Deacon

In the NT 'diakonos' means 'servant' or 'minister' and in Phil.1:1 and 1 Tim. 3:8 clearly refers to a church officer, though the duties are not specified. As forms of ministry developed it came to refer to the third order of ministry, after bishop and presbyter (priest), concerned with care of the poor, administration, teaching and assistance in worship. But in time the office became chiefly a step on the way to the priesthood and was restricted to men. This has remained so in the Orthodox, RC and Anglican Churches until very recently, when a permanent diaconate has been reintroduced. Among Churches of the Reformation and in English Dissent deacons were introduced in various ways, but as lay officers concerned with administration and charity. In the nineteenth century orders of deacons and deaconesses for the relief of poverty and need proliferated, exemplified in Methodism by the NCH Sisters, the West London Mission Sisters and the Deaconess Orders.

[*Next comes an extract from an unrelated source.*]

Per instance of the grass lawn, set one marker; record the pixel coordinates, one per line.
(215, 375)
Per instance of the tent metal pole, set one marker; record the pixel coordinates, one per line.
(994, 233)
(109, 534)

John Wesley ordained some of his preachers as deacons prior to their ordination as elder. This practice was retained in American Methodism until 1996, but was soon abandoned in Britain. Official British statements have tended, as late as 1960, to regard stewards in their administrative and financial roles as the equivalent of NT deacons. But during the twentieth century the office of deacon has undergone widespread reappraisal in most Churches and this has influenced more recent Methodist thinking, resulting in a new Diaconal Order. The Methodist Church therefore now recognizes two orders of ministry, the presbyteral and the diaconal. Deacons, both men and women, are ordained for life and on reception into full connexion are admitted to membership of the Order. They are itinerant and their calling is to represent and make visible the servant ministry of Christ and the Church's calling to servant ministry in the world. In 1996 a similar position, but without itinerancy, was adopted in America by the UMC.